Thursday 21 January 2016

Book Review: The Book Thief by Markus Zusak

Read: January 19-21  Verdict: 5 Stars


First read in the summer of 2010.
Read for the second time in January 2016.

What, no, I'm not publicly crying at a train station....I lie. I am. I'm publicly crying while standing in a train station because of this book. So many emotions, and feelings and words that just jump out and grab you and tear you up and toss the fragmented bits of your soul into the air. I'm so so so grateful that I'm the kind of person that was blessed to be able to read this book, appreciate it and find the beauty in its words. 

I thought this was amazing the first time I read. Now I've read it again, I honestly felt like I was reading all the words for the time again as they just seemed so much more real and I felt like I was getting so many more emotions and feelings. This book is pretty unqiue with the fact that it's told by Death but here's the thing, Death is a total spoiler whore. He more or less tells the reader who's going to die at the start of the book so then you read the rest, you fall in love with these ordinary people trying to live their ordinary lives under the terrifying shadow of Hitler's Reign and you're torn apart with the knowledge that they're going to die.

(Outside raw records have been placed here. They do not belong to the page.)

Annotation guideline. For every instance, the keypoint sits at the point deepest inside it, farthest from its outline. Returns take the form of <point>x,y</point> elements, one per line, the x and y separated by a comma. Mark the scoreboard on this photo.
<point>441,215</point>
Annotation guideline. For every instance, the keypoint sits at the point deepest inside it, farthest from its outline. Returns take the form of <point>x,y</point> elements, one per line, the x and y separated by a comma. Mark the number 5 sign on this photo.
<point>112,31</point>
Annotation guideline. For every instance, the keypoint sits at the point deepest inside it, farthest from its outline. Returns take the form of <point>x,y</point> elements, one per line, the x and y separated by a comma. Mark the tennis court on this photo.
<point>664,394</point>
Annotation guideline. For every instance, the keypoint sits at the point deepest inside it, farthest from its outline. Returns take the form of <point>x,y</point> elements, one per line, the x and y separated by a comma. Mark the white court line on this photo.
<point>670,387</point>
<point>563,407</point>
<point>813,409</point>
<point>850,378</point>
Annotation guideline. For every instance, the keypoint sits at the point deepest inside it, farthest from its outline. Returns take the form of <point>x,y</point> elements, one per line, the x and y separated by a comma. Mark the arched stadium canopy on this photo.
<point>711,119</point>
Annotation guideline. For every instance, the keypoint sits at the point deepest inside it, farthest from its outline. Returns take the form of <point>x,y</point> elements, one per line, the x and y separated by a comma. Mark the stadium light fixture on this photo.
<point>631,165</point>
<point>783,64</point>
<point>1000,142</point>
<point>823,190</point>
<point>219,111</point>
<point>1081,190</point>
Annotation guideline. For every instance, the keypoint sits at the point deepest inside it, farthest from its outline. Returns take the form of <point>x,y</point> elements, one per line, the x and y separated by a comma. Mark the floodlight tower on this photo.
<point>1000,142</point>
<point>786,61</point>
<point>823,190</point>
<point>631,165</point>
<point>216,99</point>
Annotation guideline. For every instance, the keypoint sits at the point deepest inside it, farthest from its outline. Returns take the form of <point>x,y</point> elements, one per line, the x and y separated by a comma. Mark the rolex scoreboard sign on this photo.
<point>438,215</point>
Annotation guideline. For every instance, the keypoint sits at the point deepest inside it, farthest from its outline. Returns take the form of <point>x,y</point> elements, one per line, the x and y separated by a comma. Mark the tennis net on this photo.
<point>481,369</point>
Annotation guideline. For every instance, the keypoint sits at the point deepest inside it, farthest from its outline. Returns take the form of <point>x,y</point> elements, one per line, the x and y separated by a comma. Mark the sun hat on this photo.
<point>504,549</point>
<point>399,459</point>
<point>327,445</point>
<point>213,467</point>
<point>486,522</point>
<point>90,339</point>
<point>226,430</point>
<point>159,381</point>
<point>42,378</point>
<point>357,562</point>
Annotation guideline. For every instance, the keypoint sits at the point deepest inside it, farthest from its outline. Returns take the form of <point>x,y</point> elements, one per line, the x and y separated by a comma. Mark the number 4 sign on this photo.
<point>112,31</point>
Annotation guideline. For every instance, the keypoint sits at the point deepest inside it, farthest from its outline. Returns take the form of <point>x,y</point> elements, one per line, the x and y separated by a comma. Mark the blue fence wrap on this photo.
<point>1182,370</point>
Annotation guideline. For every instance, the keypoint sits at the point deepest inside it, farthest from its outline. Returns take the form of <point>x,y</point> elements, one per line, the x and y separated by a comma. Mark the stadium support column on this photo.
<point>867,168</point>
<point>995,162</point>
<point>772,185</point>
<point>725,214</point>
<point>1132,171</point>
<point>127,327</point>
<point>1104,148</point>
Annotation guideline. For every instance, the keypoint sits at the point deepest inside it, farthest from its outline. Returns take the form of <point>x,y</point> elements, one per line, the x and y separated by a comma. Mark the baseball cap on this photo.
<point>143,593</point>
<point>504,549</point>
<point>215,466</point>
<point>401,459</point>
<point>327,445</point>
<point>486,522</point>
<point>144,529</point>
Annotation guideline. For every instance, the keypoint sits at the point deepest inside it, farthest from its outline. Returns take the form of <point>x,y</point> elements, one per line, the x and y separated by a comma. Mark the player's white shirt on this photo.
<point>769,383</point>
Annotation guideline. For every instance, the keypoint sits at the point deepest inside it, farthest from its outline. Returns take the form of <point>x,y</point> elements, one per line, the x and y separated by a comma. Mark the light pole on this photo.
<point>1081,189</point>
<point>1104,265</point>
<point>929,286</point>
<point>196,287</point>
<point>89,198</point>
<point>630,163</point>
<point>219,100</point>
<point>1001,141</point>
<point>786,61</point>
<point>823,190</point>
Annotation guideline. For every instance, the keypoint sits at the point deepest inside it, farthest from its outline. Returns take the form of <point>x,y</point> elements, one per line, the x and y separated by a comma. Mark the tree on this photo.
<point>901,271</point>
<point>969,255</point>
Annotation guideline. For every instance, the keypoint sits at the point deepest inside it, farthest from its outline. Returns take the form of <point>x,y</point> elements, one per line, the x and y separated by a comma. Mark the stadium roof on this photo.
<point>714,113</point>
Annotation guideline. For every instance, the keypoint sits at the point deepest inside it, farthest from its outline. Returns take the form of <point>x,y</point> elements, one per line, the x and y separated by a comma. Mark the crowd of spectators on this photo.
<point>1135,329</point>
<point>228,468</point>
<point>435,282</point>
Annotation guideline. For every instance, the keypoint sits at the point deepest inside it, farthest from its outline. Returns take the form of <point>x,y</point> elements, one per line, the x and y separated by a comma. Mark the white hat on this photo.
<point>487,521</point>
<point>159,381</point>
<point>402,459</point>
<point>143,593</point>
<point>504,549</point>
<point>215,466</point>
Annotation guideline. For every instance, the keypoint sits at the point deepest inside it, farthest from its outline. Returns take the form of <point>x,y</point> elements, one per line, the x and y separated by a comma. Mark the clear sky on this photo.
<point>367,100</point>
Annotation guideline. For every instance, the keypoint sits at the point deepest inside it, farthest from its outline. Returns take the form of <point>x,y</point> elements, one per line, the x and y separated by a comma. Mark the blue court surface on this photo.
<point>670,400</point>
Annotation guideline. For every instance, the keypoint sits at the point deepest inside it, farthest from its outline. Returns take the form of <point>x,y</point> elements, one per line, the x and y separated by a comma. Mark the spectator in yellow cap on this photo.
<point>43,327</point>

More often than not, Death is betrayed as a wicked thing. But I loved remorseful the whole tone of this book is. Death tells the tale, specifically when he's describing the souls he's collected and the terrible acts of war he's seen, sounding like he has the weight of the world on his shoulders. We never know who Death gets his orders from, though it does seem to be God, but Death is just the unfortunate character charged with the endless collection of these souls. He appreciates life, and its beauty. He can smell, and see all the beautiful and awfulness in the world. He's so real in this book and there's such a sense of this lonely character almost in chains, forced to take people away that his last words are truly haunting and hard-hitting.

"I am haunted by humans"

I love that quote. It's so beautiful.

I love the description and the prose in this book. I had to keep rereading passages just because I loved how Zusak was able to string words together into a colourful rainbow.

"Liesel observed the strangeness of her foster father’s eyes. They were made of kindness, and silver. Like soft silver, melting. Liesel, upon seeing those eyes, understood that Hans Hubermann was worth a lot.”

And the one that always gets me. Sobbed like a baby.

"His soul sat up. It met me. Those kinds of souls always do - the best ones. The ones who rise up and say "I know who you are and I am ready. Not that I want to go, of course, but I will come." Those souls are always light because more of them have been put out. More of them have already found their way to other places.”

I also love reading World War stories set in Germany because so many other books are focused on characters in the UK or France or America and the Germans are, obviously, always the big bad wolf. While many Germans are still bad characters in The Book Thief and All The Light We Cannot See, there's also a point that there are very ordinary people too. People who had no choice but to salute to Hitler or they and their families had to suffer. In The Book Thief, it's both the Nazis and the allies that you end up despising because...you know, Nazism and then the bombing that kills so many of our beloved characters. It's always super interesting being able to look from both sides of the fence.